Thai Input Method Implementations

Introduction
Concepts
X Input Method
GTK+ 2 Input Method
- GTK+ IM Thai Module
- Client-Side Requirements
Qt 3 Input Method

Introducion

As an effort to make Linux desktop a cozy environment for Thai users, I find input method implementation is an issue worth a dedicated page for developers' documentation. This page will brief to you the theory behind the de facto Thai input method specification, as well as the status of current implementations on GNU/Linux desktop, and developer's implementation guide.

Concepts

Thai Writing System

This section is not an elaboration of the details of Thai writing system. Rather, it is intended to be a background of the requirements of Thai input/output method.

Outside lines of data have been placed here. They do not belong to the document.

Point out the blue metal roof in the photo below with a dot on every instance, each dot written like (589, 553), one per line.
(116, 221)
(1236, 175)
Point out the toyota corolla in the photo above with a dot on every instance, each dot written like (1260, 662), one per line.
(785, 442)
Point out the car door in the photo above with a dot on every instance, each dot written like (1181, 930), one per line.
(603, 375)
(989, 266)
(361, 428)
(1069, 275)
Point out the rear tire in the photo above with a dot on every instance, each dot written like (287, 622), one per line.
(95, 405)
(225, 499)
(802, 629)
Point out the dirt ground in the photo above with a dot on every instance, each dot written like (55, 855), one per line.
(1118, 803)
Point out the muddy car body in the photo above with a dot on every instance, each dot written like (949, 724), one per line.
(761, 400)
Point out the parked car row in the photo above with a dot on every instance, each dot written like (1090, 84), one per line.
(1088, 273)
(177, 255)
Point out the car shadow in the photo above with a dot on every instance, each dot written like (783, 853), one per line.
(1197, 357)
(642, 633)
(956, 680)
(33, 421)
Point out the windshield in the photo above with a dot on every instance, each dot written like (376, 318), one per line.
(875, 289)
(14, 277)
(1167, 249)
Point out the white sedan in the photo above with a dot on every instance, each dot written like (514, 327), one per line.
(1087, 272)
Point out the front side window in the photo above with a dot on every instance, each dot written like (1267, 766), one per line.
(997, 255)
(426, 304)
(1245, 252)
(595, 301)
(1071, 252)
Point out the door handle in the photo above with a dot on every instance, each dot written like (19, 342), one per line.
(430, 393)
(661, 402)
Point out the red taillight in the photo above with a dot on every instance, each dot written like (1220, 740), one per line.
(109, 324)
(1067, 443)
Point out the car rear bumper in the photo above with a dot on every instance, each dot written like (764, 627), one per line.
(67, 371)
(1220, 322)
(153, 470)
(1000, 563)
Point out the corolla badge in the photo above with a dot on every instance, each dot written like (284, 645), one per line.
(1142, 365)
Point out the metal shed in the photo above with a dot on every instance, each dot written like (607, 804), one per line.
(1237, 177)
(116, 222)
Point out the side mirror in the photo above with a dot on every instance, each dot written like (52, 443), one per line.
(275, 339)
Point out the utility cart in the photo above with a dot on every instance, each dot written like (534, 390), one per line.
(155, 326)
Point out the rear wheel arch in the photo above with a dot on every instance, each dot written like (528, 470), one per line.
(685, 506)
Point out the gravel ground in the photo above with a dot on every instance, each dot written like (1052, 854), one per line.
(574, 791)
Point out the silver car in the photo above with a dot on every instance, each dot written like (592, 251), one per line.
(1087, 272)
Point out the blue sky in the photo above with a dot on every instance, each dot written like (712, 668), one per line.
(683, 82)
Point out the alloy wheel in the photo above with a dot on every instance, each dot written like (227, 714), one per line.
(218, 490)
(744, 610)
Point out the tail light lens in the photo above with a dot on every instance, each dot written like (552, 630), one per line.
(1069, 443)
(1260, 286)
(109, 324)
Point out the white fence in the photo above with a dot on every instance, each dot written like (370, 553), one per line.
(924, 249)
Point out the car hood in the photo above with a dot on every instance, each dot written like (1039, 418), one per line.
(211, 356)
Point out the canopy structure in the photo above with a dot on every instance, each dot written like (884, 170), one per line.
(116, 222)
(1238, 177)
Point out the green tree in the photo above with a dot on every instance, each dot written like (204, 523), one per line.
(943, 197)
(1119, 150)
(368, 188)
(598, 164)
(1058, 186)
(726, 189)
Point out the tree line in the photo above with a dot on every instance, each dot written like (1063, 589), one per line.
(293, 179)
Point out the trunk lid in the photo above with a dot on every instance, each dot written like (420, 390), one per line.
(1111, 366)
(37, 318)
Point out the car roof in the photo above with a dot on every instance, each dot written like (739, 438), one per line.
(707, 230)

Thai is written from left to right, with stacking of combining marks above or below the base consonant, like diacritics in European languages. However, although the visual concepts of Thai combining marks and European diacritics are quite similar, the implementations are different.

First, Thai has too many possible combinations of base consonants and combining marks to be enumerated like Latin accents in ISO/IEC 8859 series. Therefore, it encodes combining characters in separate from base consonants.

Second, Thai combining marks are classified into upper/lower vowels, tone marks, and other diacritics. And a Thai base consonant can be combined with up to 2 combining marks, that is, zero or one upper/lower vowel and zero or one tone mark or diacritic. The upper/lower vowel, if present, is always attached to the consonant before the tone/diacritic. These combining marks conditions need to be governed by some rules to limit the number and order of the combining characters to be put after the base consonant.

As a third difference, Thai users are familiar with typing the combining characters after the base consonant, in contrast to many European input methods in which users type the diacritic before the base letter to compose an accent. Therefore, the input method, as well as other string processings, are expected to assume this typing and storage order.

WTT 2.0 Canonical Order

Prior to Unicode, there was a common convention agreed upon by vendors for implementing Thai, called WTT 2.0, based on TIS-620 eight-bit character set. (WTT, pronounced Wor Thor Thor, is a Thai abbreviation of Wing Thook Thee which means Runs Everywhere.)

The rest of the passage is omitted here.